CHARLESTON, W.Va. -- The dominoes are lining up ominously for Rocco Fucillo's tenure as acting secretary of the Department of Health and Human Resources.
First, Gov. Earl Ray Tomblin did not include Fucillo's name on his list of appointees to be confirmed last week by the Senate. Second, the Legislature passed a bill authorizing a salary of up to $175,000 for the next DHHR secretary, up from the current $95,000.
(While that may be necessary to recruit someone with significant background academically or as a health-care industry executive, judging by phone calls, it didn't sit well with rank-and-file DHHR employees struggling to get by on small salaries with no raises in sight.)
Also, there's the release of an analysis of DHHR operations from the governor's office, which without having the opportunity to preview, I would expect is not too keen on the status quo.
Then, this week, Kanawha Circuit Judge Jim Stucky not only denied DHHR's motion to dismiss the whistleblower suit filed by Susan Perry and Jennifer Taylor, but signed off verbatim on a draft of the order written by their attorney, Walt Auvil, which basically states the facts of case are not in dispute -- and that the facts are clear both Perry and Taylor (along with ex-communications director John Law) were subject to retaliation and reprisal for raising concerns over the awarding of a multi-million dollar advertising contract. (In the case of Taylor and Law, the reprisals included being fired.)
Best part of the judge's order: In all references to a search warrant DHHR investigators obtained through the Kanawha prosecutor's office to search already secured offices inside the DHHR headquarters, "search warrant" is in quotation marks.
Rookies of the year for the 2013 legislative session: In the Senate, the nod goes to Sen.

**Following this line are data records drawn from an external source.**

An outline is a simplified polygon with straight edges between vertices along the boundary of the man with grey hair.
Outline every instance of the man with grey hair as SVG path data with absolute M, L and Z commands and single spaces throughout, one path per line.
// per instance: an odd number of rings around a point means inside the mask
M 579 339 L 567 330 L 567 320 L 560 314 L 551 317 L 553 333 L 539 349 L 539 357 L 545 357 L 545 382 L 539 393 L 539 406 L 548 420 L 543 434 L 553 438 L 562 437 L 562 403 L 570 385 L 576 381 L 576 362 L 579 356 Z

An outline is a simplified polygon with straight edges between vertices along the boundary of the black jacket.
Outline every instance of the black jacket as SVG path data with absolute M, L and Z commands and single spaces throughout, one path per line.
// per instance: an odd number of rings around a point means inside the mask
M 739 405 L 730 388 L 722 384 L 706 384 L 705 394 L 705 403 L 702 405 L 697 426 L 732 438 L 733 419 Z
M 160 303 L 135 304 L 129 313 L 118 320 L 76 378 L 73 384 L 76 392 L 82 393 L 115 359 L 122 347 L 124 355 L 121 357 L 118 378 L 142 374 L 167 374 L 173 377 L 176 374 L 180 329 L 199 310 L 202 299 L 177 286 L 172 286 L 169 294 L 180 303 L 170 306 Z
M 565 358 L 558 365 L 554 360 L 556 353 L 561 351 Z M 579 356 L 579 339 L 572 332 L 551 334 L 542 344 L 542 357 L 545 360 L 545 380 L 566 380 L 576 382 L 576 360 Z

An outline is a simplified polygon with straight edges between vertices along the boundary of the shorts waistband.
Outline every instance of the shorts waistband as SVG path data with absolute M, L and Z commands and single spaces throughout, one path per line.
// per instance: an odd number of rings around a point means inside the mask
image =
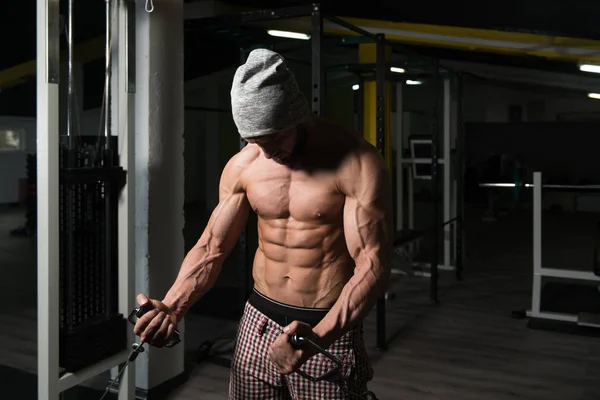
M 280 326 L 286 326 L 292 321 L 300 321 L 314 328 L 329 312 L 329 308 L 297 307 L 280 303 L 256 289 L 250 293 L 248 303 Z

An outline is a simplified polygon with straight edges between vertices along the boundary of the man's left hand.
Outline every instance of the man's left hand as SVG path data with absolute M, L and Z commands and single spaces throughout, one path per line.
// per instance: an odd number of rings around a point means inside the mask
M 283 328 L 283 333 L 273 342 L 269 349 L 269 358 L 275 364 L 280 374 L 289 375 L 298 370 L 309 358 L 318 353 L 310 344 L 302 349 L 295 349 L 290 343 L 290 338 L 298 334 L 315 343 L 319 343 L 319 337 L 313 332 L 310 325 L 304 322 L 294 321 Z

Donald Cookman, D-Hampshire, who as a retired circuit judge brought a wealth of knowledge about state law -- on several occasions, he helped fellow senators and staff counsel cite the proper sections of state code for their amendments.
His knowledge of the court system and criminal sentencing also proved invaluable as the Senate worked on the governor's bill to curb prison overcrowding through a system of early release and mandatory post-release supervision.
In the House, I'd pick Delegate Justin Marcum, D-Mingo. Granted, he did sponsor that goofy bill that would have made it a crime for state officials to enforce any new federal gun regulations, but he also did something I've never seen a freshman (or near-freshman; he was appointed in 2012) delegate do.
When his bill to make it illegal for grand jurors to tip off individuals (i.e. drug dealers) about pending criminal indictments (HB2498) was defeated in the Senate on a 9-25 vote -- the Senate voted it down after an eloquent but mostly spurious floor speech by Sen. Truman Chafin about how jurors could get arrested for engaging in dinner conversation with their spouses -- Marcum went to individual senators making his case for reconsideration of the bill. Ultimately, he got the bill passed, by a 31-3 margin.